For me, I received the second speeding ticket of my life about two years ago for going around nine or 10 mph over in Brunswick County — which pulled in $1,196,552.05 in 2012, by the way — at the point where I failed to notice that it changed from 60 back to 55 mph.

Since then, I’ve learned to pay closer attention to the postings, even as people zoom past me. So the argument that it’s avoidable is certainly one I understand.

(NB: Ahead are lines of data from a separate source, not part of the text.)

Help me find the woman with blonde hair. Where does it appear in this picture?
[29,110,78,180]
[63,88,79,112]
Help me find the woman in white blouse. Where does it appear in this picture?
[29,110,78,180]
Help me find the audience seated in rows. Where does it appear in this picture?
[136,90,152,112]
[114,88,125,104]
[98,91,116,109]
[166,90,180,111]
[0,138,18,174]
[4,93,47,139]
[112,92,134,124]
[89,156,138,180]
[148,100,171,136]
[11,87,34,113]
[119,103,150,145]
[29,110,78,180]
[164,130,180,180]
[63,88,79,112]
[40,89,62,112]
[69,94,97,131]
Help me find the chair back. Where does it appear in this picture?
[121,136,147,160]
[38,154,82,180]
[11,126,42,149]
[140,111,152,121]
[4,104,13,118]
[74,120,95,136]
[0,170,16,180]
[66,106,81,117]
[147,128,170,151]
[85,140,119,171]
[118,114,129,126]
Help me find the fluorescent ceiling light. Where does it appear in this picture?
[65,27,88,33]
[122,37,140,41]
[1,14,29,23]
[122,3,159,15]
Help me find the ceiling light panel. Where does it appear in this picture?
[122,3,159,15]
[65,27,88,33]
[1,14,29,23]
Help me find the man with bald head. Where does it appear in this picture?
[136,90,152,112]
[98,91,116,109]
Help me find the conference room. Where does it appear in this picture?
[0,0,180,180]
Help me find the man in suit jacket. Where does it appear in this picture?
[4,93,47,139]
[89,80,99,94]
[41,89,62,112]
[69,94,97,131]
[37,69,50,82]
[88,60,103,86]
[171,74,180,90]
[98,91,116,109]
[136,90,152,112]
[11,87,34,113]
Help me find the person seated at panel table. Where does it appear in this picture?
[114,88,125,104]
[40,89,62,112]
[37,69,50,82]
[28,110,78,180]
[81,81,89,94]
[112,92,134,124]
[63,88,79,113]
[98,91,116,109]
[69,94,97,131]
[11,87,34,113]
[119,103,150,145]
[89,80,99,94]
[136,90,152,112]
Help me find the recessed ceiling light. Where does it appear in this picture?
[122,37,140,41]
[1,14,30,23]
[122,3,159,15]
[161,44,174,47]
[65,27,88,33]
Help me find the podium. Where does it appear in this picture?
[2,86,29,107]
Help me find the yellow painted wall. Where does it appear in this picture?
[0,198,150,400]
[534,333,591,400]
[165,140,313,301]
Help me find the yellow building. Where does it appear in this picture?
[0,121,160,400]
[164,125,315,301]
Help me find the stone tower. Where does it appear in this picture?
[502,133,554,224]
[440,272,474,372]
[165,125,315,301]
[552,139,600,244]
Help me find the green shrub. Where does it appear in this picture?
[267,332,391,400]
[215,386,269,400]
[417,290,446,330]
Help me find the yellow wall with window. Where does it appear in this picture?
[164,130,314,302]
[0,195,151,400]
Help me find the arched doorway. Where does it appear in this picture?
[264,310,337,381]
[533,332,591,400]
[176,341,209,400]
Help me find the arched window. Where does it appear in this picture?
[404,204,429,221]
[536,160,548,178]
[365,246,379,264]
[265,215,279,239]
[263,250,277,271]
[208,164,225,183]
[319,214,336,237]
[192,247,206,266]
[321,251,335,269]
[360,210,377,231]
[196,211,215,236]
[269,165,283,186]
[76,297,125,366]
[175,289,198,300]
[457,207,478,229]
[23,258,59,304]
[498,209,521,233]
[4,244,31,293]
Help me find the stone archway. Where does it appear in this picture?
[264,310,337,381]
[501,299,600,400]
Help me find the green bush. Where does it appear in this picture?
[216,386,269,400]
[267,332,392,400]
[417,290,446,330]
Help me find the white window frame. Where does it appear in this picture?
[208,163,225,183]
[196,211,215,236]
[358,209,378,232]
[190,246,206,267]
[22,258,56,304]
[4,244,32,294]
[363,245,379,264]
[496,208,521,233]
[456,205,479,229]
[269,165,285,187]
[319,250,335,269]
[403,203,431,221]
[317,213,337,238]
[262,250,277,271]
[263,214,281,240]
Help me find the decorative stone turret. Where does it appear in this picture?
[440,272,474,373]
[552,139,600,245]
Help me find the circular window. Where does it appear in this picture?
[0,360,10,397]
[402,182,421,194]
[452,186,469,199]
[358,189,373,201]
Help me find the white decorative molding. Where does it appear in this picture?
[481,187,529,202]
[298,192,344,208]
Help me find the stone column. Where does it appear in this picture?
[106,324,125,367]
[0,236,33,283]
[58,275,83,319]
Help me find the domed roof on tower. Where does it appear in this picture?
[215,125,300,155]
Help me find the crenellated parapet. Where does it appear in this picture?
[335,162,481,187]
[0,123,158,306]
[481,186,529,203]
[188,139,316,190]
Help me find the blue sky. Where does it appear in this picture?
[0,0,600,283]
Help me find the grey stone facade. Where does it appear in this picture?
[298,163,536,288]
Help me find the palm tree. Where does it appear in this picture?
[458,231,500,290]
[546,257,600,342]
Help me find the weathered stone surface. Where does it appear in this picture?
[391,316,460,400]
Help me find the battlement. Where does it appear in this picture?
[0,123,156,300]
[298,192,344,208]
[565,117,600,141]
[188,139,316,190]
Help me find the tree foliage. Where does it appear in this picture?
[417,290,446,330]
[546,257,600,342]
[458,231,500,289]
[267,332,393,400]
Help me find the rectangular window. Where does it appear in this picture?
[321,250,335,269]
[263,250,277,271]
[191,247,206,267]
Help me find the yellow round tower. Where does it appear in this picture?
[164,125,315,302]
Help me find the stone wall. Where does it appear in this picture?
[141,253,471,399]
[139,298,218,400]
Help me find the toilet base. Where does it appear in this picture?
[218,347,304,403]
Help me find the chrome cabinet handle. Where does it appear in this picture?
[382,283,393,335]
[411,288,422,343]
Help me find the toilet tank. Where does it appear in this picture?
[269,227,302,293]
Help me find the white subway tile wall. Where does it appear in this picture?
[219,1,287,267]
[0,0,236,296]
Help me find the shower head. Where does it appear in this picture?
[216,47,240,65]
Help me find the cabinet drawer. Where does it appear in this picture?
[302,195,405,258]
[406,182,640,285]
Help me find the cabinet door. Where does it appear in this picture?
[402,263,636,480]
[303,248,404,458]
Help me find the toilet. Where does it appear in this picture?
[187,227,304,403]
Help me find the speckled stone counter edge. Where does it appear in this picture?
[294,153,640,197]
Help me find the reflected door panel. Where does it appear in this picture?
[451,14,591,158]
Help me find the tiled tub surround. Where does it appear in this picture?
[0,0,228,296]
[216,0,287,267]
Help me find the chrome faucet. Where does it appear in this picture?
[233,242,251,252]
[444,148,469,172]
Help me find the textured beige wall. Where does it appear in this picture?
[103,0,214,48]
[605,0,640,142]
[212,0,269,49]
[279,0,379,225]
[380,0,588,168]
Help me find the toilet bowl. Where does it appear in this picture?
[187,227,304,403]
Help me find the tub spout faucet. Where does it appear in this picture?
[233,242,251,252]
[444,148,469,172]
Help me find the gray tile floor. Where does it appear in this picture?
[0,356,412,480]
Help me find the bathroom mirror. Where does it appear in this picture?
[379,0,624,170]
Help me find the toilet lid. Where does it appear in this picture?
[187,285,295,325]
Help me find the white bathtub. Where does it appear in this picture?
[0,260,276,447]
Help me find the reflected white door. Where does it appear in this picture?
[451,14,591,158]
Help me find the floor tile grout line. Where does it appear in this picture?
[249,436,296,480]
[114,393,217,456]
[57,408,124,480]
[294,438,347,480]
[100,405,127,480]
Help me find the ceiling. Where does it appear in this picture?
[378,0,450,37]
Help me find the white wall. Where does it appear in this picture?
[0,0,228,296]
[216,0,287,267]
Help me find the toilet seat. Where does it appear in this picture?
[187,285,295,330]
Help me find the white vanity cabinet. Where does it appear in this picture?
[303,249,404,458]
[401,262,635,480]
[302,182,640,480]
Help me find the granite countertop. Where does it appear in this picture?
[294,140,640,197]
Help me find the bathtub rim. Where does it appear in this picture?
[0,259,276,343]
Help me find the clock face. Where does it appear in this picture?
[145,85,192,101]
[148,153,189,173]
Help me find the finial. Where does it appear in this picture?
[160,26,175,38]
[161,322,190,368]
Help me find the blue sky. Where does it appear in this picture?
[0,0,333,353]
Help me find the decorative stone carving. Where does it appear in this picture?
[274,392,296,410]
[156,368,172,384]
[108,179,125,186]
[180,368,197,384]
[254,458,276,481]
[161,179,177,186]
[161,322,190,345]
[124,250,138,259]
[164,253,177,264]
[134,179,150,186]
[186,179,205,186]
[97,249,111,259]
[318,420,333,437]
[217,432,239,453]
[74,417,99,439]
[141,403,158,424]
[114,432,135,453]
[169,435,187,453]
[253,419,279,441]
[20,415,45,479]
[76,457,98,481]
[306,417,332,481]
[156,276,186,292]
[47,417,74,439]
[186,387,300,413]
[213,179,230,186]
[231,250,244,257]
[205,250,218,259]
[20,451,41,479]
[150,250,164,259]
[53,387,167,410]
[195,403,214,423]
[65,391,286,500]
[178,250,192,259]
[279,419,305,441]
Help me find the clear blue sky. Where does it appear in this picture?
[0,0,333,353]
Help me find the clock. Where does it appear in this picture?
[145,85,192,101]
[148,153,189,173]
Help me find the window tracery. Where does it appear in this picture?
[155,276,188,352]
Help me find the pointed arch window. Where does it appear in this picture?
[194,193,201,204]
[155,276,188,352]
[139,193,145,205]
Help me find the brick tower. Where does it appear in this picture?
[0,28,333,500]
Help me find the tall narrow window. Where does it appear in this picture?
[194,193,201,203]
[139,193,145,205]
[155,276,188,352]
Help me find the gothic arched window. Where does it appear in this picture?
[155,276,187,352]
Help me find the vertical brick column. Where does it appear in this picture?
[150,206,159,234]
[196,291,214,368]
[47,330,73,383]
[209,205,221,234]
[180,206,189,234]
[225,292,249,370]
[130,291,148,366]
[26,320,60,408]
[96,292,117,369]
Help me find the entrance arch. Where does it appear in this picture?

The fact that it’s avoidable doesn’t deny that it’s happening, though, and in many cases it’s not necessarily just for public safety, according to multiple studies. Considering that speeding tickets average around $250 a pop, officers who write at least one ticket every five hours are paying for themselves. Should an officer write two or three an hour, which many do, it becomes quite profitable. So much so that many companies would kill for those profit margins.

In a time when county and city budgets are decreasing around the state, it’s also quite understandable that many localities would turn to such tactics to improve finances.

While law enforcement should certainly stop the truly dangerous drivers out there, the government should not be lowering speed limits and putting out more troopers with the intent to milk us for money not already being taxed from us. Additionally, it hurts the people who can’t pay on time. Some are out thousands after all is said and done, they end up in jail, or both.

This loan-shark like behavior should not be a function of the government.